* [Qemu-devel] [PATCH 0/2] improve Linux AIO support
@ 2011-07-27 18:25 Frediano Ziglio
2011-07-27 18:25 ` [Qemu-devel] [PATCH 1/2] linux aio: support flush operation Frediano Ziglio
2011-07-27 18:25 ` [Qemu-devel] [PATCH 2/2] aio: use Linux AIO even if nocache is not specified Frediano Ziglio
0 siblings, 2 replies; 12+ messages in thread
From: Frediano Ziglio @ 2011-07-27 18:25 UTC (permalink / raw)

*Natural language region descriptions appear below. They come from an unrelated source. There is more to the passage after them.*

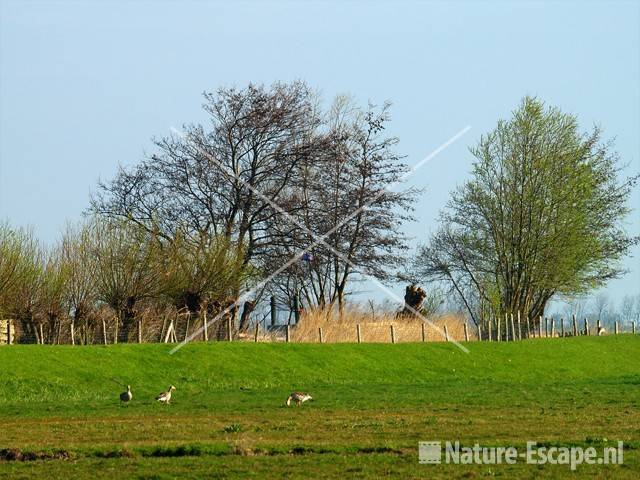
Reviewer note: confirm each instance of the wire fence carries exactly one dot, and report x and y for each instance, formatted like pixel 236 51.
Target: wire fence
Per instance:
pixel 176 328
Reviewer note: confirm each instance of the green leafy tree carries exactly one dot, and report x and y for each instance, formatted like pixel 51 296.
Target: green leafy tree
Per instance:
pixel 541 216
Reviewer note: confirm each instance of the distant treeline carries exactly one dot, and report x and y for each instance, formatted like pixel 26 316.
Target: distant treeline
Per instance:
pixel 278 195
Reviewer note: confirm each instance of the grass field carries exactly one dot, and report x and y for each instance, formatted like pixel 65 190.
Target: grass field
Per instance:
pixel 60 415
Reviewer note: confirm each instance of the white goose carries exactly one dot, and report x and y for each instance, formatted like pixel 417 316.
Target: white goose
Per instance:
pixel 165 397
pixel 299 398
pixel 126 396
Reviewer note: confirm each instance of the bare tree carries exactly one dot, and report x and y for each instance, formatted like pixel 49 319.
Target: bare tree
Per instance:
pixel 343 198
pixel 541 216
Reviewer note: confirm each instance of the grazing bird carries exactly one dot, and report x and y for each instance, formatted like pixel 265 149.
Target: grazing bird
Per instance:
pixel 166 396
pixel 126 396
pixel 299 398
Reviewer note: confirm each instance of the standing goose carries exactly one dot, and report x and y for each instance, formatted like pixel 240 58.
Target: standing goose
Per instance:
pixel 166 396
pixel 299 398
pixel 126 396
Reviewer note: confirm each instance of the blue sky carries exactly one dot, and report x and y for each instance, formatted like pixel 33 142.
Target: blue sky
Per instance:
pixel 85 85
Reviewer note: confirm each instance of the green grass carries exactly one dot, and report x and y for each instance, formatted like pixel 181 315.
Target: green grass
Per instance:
pixel 59 407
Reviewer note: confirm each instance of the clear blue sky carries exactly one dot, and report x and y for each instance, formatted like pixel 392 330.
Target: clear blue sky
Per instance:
pixel 85 85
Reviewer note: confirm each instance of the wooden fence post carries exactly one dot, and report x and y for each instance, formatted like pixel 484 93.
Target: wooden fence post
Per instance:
pixel 170 328
pixel 586 327
pixel 546 327
pixel 296 308
pixel 186 330
pixel 506 327
pixel 540 327
pixel 513 329
pixel 274 312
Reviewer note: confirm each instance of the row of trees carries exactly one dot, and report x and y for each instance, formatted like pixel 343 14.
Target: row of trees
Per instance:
pixel 273 174
pixel 541 217
pixel 219 207
pixel 275 187
pixel 106 265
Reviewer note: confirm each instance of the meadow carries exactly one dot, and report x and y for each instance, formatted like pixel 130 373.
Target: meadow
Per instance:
pixel 60 416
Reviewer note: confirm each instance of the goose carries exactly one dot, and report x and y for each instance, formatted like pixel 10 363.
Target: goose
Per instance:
pixel 299 398
pixel 126 396
pixel 166 396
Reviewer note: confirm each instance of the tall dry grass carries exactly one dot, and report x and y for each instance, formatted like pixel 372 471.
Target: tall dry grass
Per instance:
pixel 375 328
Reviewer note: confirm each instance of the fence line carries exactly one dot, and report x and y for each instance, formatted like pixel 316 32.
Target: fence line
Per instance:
pixel 180 326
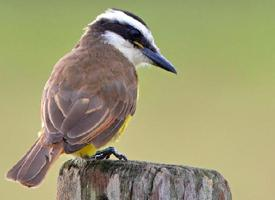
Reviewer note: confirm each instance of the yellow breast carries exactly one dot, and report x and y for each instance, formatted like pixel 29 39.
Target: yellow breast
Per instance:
pixel 90 149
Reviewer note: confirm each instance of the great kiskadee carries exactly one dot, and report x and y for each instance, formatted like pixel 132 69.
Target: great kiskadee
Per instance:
pixel 91 93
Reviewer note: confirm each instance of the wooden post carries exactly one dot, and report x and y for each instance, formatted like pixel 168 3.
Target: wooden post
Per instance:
pixel 119 180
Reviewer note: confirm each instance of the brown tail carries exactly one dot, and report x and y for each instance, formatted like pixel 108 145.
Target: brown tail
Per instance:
pixel 32 168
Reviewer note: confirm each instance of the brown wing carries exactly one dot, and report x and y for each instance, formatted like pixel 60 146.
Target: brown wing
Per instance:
pixel 94 102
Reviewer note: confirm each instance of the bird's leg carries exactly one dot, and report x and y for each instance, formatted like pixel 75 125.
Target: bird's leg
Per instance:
pixel 106 153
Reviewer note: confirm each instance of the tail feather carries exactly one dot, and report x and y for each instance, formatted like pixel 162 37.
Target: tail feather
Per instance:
pixel 32 168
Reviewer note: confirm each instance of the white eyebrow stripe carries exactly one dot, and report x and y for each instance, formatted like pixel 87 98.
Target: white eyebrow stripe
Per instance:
pixel 123 18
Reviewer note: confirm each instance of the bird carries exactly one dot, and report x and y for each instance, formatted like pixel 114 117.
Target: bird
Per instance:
pixel 91 94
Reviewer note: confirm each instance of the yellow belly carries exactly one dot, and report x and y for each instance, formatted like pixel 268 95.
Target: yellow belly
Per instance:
pixel 90 149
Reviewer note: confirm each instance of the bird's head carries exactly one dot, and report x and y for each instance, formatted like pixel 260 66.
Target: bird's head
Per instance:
pixel 131 36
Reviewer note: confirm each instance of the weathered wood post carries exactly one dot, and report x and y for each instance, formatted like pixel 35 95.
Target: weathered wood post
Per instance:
pixel 115 180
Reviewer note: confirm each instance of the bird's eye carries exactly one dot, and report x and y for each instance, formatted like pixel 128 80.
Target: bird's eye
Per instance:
pixel 134 33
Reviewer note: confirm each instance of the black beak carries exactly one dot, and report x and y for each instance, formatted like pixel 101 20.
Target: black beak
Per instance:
pixel 159 60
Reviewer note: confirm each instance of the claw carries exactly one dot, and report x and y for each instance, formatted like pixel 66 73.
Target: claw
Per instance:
pixel 106 153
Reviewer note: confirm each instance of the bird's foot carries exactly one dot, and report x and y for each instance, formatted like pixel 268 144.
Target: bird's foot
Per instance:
pixel 106 153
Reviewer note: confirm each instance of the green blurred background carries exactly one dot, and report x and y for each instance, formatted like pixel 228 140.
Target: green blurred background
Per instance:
pixel 218 113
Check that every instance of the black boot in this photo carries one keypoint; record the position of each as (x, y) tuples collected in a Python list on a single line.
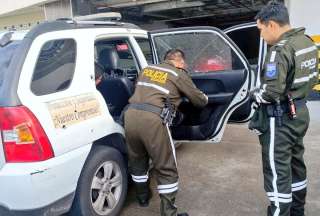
[(143, 194), (183, 214)]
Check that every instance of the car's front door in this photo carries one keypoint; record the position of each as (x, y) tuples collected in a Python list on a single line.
[(217, 67)]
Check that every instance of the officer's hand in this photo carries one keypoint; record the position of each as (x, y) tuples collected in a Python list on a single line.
[(254, 95)]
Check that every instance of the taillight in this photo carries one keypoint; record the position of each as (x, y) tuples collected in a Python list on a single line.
[(24, 140)]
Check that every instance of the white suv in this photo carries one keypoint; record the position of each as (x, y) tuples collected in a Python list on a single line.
[(62, 147)]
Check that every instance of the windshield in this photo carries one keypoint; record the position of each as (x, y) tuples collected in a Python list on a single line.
[(6, 54)]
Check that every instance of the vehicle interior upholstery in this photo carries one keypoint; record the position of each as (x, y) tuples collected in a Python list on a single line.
[(117, 84)]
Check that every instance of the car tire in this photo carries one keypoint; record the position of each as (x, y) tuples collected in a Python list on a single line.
[(103, 183)]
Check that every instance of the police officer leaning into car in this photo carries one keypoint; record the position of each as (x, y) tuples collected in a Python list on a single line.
[(282, 119), (159, 91)]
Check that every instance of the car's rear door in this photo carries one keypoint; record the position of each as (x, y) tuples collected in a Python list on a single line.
[(217, 67), (57, 85), (247, 38)]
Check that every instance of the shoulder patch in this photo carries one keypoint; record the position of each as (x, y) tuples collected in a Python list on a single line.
[(273, 56), (271, 71)]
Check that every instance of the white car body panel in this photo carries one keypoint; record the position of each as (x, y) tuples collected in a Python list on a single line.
[(33, 185)]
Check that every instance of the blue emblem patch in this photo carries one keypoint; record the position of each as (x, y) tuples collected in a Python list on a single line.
[(271, 72)]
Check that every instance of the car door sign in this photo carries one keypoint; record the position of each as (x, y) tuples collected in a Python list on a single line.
[(72, 110)]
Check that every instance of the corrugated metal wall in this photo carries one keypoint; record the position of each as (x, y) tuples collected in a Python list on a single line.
[(59, 9)]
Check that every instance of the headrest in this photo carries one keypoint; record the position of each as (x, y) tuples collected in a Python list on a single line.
[(109, 58)]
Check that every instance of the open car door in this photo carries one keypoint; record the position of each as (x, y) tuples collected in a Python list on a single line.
[(247, 38), (217, 67)]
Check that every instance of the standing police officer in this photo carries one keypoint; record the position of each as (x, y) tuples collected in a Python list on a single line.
[(289, 73), (158, 93)]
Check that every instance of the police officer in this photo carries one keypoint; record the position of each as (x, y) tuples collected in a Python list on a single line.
[(159, 88), (289, 73)]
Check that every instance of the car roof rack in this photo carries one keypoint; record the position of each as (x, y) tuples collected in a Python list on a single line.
[(108, 18), (100, 17)]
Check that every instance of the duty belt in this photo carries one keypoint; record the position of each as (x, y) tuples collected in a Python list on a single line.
[(284, 106), (167, 113), (146, 107)]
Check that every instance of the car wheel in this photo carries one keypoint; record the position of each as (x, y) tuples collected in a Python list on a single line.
[(103, 183)]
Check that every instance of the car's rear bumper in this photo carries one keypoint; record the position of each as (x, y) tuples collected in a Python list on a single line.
[(59, 207), (40, 186)]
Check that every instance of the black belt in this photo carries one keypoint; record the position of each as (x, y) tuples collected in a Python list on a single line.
[(284, 106), (297, 103), (146, 107)]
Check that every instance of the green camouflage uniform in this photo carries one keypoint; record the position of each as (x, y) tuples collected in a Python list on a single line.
[(290, 68), (146, 135)]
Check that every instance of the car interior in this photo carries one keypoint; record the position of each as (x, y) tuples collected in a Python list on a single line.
[(221, 85), (120, 71)]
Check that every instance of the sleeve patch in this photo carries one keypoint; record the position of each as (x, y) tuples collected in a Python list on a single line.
[(271, 71), (273, 56)]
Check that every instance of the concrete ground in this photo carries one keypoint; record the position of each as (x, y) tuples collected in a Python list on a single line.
[(225, 179)]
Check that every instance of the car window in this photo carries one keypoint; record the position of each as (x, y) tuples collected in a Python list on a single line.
[(205, 51), (117, 57), (146, 49), (55, 67), (6, 54), (248, 40)]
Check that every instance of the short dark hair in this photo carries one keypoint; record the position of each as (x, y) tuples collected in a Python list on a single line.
[(274, 11), (172, 52), (98, 70)]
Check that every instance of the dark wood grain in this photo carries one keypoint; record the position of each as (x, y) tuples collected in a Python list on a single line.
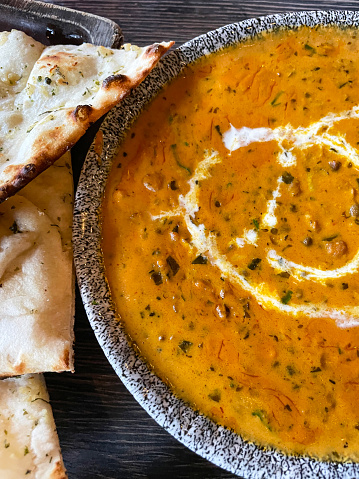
[(104, 433)]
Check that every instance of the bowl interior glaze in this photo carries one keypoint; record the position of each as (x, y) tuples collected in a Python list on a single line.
[(215, 443)]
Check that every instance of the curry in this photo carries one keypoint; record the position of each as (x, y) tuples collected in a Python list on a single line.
[(231, 239)]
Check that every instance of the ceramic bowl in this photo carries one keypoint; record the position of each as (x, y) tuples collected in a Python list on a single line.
[(215, 443)]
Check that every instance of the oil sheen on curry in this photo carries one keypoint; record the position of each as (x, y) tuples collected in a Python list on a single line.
[(231, 239)]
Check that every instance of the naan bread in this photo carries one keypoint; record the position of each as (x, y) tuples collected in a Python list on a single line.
[(50, 96), (36, 275), (29, 446)]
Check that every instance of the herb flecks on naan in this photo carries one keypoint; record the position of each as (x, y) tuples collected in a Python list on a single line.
[(36, 275), (50, 96), (30, 446)]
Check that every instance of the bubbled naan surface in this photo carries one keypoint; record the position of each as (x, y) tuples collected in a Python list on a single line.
[(29, 446), (50, 96), (36, 275)]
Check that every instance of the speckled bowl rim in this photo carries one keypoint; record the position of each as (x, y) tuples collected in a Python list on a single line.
[(215, 443)]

To: Kevin Wolf; +Cc: qemu-devel, Frediano Ziglio
These patches avoid many fallbacks to POSIX AIO and enable Linux AIO even
if nocache is not specified.
Also add flush support with Linux AIO.
Frediano Ziglio (2):
linux aio: support flush operation
aio: use Linux AIO even if nocache is not specified
block/raw-posix.c | 30 +++++++++++++++++-------------
linux-aio.c | 3 +++
2 files changed, 20 insertions(+), 13 deletions(-)
^ permalink raw reply [flat|nested] 12+ messages in thread
* [Qemu-devel] [PATCH 1/2] linux aio: support flush operation
2011-07-27 18:25 [Qemu-devel] [PATCH 0/2] improve Linux AIO support Frediano Ziglio
@ 2011-07-27 18:25 ` Frediano Ziglio
2011-07-27 18:31 ` Christoph Hellwig
2011-07-27 18:25 ` [Qemu-devel] [PATCH 2/2] aio: use Linux AIO even if nocache is not specified Frediano Ziglio
1 sibling, 1 reply; 12+ messages in thread
From: Frediano Ziglio @ 2011-07-27 18:25 UTC (permalink / raw)
To: Kevin Wolf; +Cc: qemu-devel, Frediano Ziglio
Signed-off-by: Frediano Ziglio <freddy77@gmail.com>
---
block/raw-posix.c | 7 +++++++
linux-aio.c | 3 +++
2 files changed, 10 insertions(+), 0 deletions(-)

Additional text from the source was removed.